3-2. アウトバウンドキャンペーンの有効化
そうしたらアウトバウンドキャンペーンを有効化していきましょう。
Amazon Connectインスタンスから、「Outbound campaigns」を選択し、有効化をクリックします。

今回はデフォルトキーを使用するため、チェックを外し、「アウトバウンドキャンペーンを有効にする」をクリックします。

有効化はこれで完了です。
3-3. 顧客セグメントの作成
次に顧客セグメントを作成していきましょう。
Amazon Connect管理者コンソールから、「顧客セグメント」をクリックします。

「セグメントを作成する」→「From Customer Profiles」の順にクリックします。

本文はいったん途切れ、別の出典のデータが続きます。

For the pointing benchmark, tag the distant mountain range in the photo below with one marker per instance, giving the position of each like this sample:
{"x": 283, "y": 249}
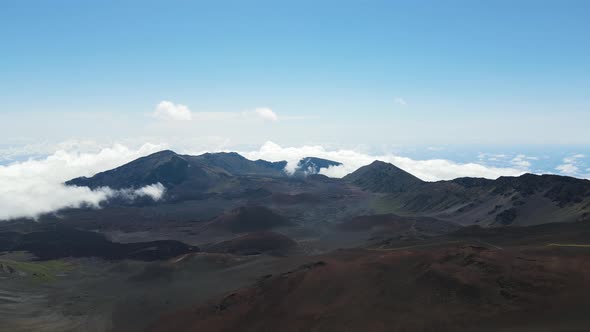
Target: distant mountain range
{"x": 523, "y": 200}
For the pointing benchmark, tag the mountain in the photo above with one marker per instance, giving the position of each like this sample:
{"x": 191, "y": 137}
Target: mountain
{"x": 312, "y": 165}
{"x": 524, "y": 200}
{"x": 453, "y": 288}
{"x": 171, "y": 169}
{"x": 383, "y": 177}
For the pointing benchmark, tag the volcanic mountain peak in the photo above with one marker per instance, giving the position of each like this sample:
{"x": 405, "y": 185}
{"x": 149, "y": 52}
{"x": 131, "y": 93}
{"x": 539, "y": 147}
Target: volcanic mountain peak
{"x": 380, "y": 176}
{"x": 312, "y": 165}
{"x": 172, "y": 169}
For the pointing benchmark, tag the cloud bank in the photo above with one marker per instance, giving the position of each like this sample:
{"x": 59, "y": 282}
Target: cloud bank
{"x": 267, "y": 114}
{"x": 167, "y": 110}
{"x": 428, "y": 170}
{"x": 35, "y": 187}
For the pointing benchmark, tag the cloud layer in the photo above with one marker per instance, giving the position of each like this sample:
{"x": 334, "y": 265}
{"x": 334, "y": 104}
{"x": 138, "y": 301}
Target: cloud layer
{"x": 267, "y": 114}
{"x": 428, "y": 170}
{"x": 34, "y": 187}
{"x": 169, "y": 111}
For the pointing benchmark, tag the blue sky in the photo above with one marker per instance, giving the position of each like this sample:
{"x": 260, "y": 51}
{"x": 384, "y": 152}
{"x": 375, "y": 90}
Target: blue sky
{"x": 472, "y": 76}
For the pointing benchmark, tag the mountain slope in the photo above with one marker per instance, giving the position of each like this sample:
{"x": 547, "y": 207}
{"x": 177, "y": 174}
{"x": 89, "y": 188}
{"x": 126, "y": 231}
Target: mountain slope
{"x": 312, "y": 165}
{"x": 172, "y": 169}
{"x": 383, "y": 177}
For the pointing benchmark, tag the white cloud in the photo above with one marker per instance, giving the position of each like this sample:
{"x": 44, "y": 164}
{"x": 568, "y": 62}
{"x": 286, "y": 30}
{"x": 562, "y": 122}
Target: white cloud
{"x": 155, "y": 191}
{"x": 267, "y": 114}
{"x": 429, "y": 170}
{"x": 571, "y": 165}
{"x": 521, "y": 161}
{"x": 167, "y": 110}
{"x": 400, "y": 101}
{"x": 573, "y": 158}
{"x": 34, "y": 187}
{"x": 567, "y": 169}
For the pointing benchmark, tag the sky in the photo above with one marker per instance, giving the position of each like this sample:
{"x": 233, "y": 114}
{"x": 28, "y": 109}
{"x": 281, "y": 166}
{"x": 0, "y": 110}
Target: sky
{"x": 442, "y": 88}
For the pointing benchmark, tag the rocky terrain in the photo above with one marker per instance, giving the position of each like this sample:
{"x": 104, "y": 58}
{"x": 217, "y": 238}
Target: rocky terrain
{"x": 241, "y": 245}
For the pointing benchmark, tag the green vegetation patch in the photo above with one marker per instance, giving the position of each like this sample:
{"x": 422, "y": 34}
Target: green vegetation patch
{"x": 44, "y": 271}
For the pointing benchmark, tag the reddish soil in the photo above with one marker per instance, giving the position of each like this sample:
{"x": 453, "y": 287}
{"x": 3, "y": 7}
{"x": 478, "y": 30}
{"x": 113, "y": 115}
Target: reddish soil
{"x": 249, "y": 219}
{"x": 255, "y": 243}
{"x": 453, "y": 288}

セグメント名を入力し、必要に応じたフィルタリングを行い、「セグメントを作成」をクリックします。
(今回は私のみ架電されるよう設定しました)

3-4. フローの作成
今度は問い合わせフローを作成していきましょう。
Amazon Connect管理者コンソールから、「フロー」をクリックします。

下記のような「キャンペーンのお知らせ」を行う簡単なフローにしました。
これを「保存」→「公開」しておきましょう。

3-5. アウトバウンドキャンペーンの作成
最後に本題のアウトバウンドキャンペーンを作成していきましょう。
Amazon Connect管理者コンソールから、「アウトバウンドキャンペーン」をクリックします。

「キャンペーンの作成」をクリックします。

キャンペーン名を入力し、先ほど作成した「顧客セグメント」と「フロー」を選択し、「次へ」をクリックします。

デフォルトのまま、「次へ」をクリックします。

これもデフォルトのまま、「次へ」をクリックします。

内容を確認し、「公開」をクリックします。

今回は今すぐ開始のまま、有効期限を設定し、「公開」をクリックします。

3-6. 結果の確認
しばらくすると「キャンペーンのお知らせ」を着信しました。

4. やってみて分かった!メリットとハマりどころ
4-1. メリット
-
シンプルな設定
- 今回の構成では数時間で構築が完了しました。
- スピーディーに展開できることは良いですね。
-
品質
- 今回は1件だけですが、数百、数千件の架電を、わずかな時間で完了できます。
- 担当者のスキルに左右されることもなく、すべてのお客さまに同じ品質のアナウンスを届けられます。
-
便利なスケジュール・期限設定
- 「今すぐ開始」だけでなく、未来の日時を指定した予約実行も可能です。
- またキャンペーンの有効期限を設定できるため、古い情報のアナウンスを自動で停止でき、ミスマッチを防げる点も便利だと感じました。
4-2. ハマりどころ
-
電話番号の取得が最大の関門
- 本文中でも触れましたが、とにかく電話番号の取得には時間がかかります。
- やろうと決めたその日にすぐ試せるわけではない、という点には十分な注意が必要です。
-
発信リストの管理方法
- 今回はCustomer Profiles機能でセグメントを作成しました。
- ここに顧客情報をどう取り込むか、常に最新の状態に保つか、といったデータ管理の設計は別途必要になります。
- なおCSVファイルをアップロードする、よりシンプルな方法もあります。
-
法規制と発信マナーの遵守
- 自動で大量に発信できるからといって、深夜や早朝に電話をかけるのはマナー違反です。
- また国によってはアウトバウンドコールに関する法規制(特定商取引法など)があるため、ルールを遵守した運用が求められます。
5. まとめ
今回は、Amazon Connectのアウトバウンドキャンペーン機能を使い、エージェントレスで「キャンペーンのお知らせ」を一斉送信する仕組みを構築しました。
- 定型的なアウトバウンドコールは、人手不足やコストの課題に直結しやすいです。
- Amazon Connectを使えば、プログラミングなしでシンプルな自動架電システムを構築できました。
- 電話番号の取得期間に注意すれば、非常に強力で便利なツールになるでしょう。
決まりきった作業は賢く自動化し、人は人でなければできない、より創造的で付加価値の高い仕事に集中する。
Amazon Connectは、そんな新しい働き方を実現するための強力な選択肢と言えるでしょう。